Many will remember the BBC series I, Claudius, which was based on Robert Graves novel of the same name. The series drew heavily on his translation of the Vita Caesarum of Suetonius Tranquillus. This was composed under Hadrian in the early 2nd century and published in 120 AD.
Suetonius covered the lives of twelve Caesars, from Julius Caesar down to the murder of Domitian in 93 AD. His gossipy, colourful work, has always been popular.

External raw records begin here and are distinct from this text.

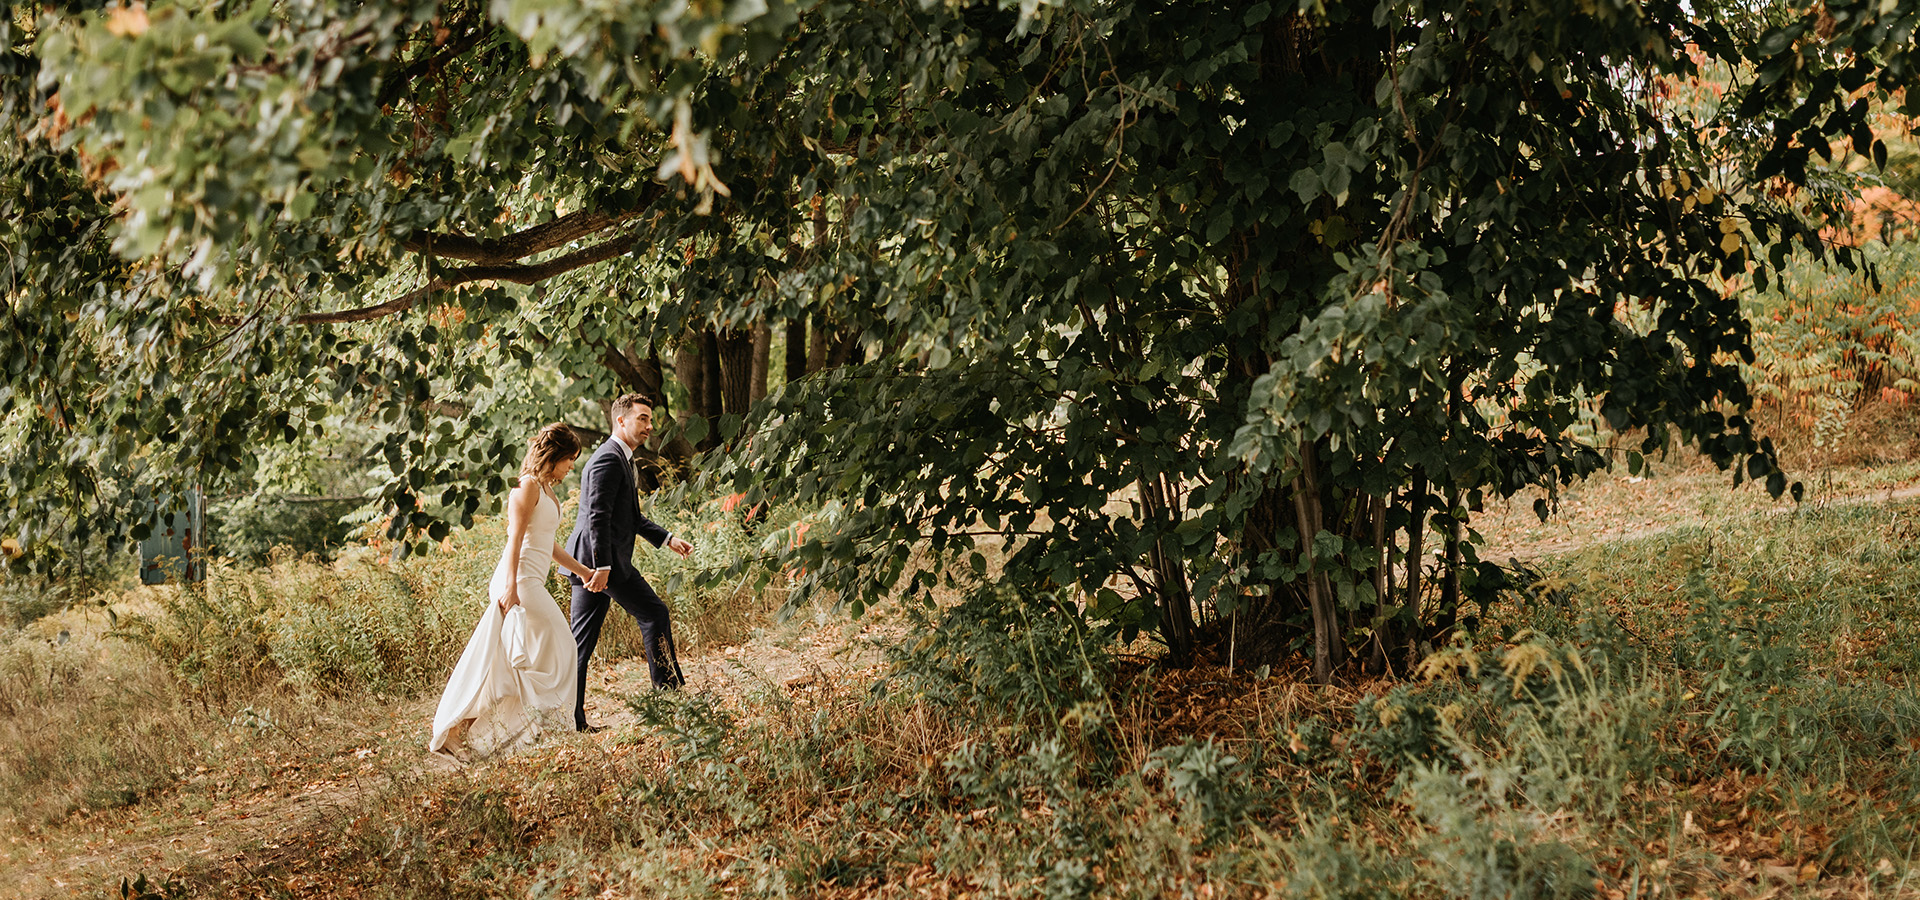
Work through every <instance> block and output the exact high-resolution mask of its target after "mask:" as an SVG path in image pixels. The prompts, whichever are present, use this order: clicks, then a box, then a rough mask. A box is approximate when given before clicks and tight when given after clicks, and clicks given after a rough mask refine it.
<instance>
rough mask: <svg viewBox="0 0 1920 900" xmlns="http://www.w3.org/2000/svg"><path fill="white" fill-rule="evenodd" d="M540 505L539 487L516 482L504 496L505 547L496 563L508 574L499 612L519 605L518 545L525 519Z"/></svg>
mask: <svg viewBox="0 0 1920 900" xmlns="http://www.w3.org/2000/svg"><path fill="white" fill-rule="evenodd" d="M536 503H540V486H538V484H532V482H524V480H522V482H520V486H518V487H515V489H513V493H509V495H507V545H505V547H501V551H499V564H501V566H503V568H505V570H507V572H509V578H507V593H503V595H501V597H499V610H501V612H507V610H511V608H515V606H518V604H520V543H522V541H526V518H528V516H532V514H534V505H536Z"/></svg>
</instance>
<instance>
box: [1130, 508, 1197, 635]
mask: <svg viewBox="0 0 1920 900" xmlns="http://www.w3.org/2000/svg"><path fill="white" fill-rule="evenodd" d="M1139 486H1140V507H1142V512H1144V514H1146V520H1148V522H1150V524H1152V526H1154V528H1175V526H1177V524H1179V518H1181V510H1179V497H1177V495H1175V493H1173V491H1171V489H1169V486H1167V484H1165V478H1158V476H1142V478H1140V482H1139ZM1148 562H1150V564H1152V568H1154V593H1156V595H1158V597H1156V599H1158V601H1160V637H1162V639H1165V641H1167V664H1169V666H1181V668H1185V666H1190V664H1192V660H1194V649H1196V645H1198V639H1196V633H1194V631H1196V629H1194V603H1192V589H1190V585H1188V583H1187V566H1185V564H1183V562H1181V557H1179V555H1177V553H1167V549H1165V539H1158V541H1154V549H1152V553H1150V560H1148Z"/></svg>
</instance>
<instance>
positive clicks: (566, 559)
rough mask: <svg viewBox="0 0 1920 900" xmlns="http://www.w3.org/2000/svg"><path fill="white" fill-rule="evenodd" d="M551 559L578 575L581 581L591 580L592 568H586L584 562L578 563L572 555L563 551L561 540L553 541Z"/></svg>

Few perhaps are aware that it has reached us only in an incomplete form. The opening pages of the work are missing in all the handwritten copies that we now have. It seems that only a single copy from ancient times, now lost, made it into the 9th century — not an unusual pattern for a classical text — but that this copy had lost the opening quaternion. This means that we do not have the prologue, nor the opening for the Life of Julius Caesar.
I learn from L. D. Roberts’ excellent work on the transmission of Latin literature that as late as the sixth century, John the Lydian had seen a copy which was complete, and included a prologue with a dedication to Septicius Clarus. This interesting statement is referenced to p.ix-x of the 1858 edition of K. Roth, which is described as the standard critical edition. I thought it would be interesting to look and see precisely what is said.
Fortunately the Roth edition is easily accessible on Google books. Here is p.ix, where the facts are laid out in the rather less than straightforward form popular with certain editions of the period.
On p.286 is the text of the extract from John the Lydian concerning the prologue:
Τράγκυλλος τοὺς τῶν Καισάρων βίους ἐν γράμμασιν ἀποτίνων Σεπτικιῳ, ὃς ἦν ὕπαρχος τῶν πραιτωριανῶν σπειρῶν ἐκ̕ αὐτοῦ, πραίφεκτον αὐτὸν τῶν πραιτωριανων ταγμάτων καὶ φαλάγγων ἡγεμόνα τυγχάνειν ἐδήλωσεν.
This is apparently from On the Roman magistrates, 2. 6, and may be found on p.171 of the Bonn edition. It tells us that “Tragkullos” — i.e. Tranquillus — in the “letter” or prologue dedicated the lives of the Caesars to Septicius, who was prefect of the Praetorian cohort. (I can’t quite make sense of the titles given above). I think it is a reasonable inference from this statement that John had seen a copy with such a preface.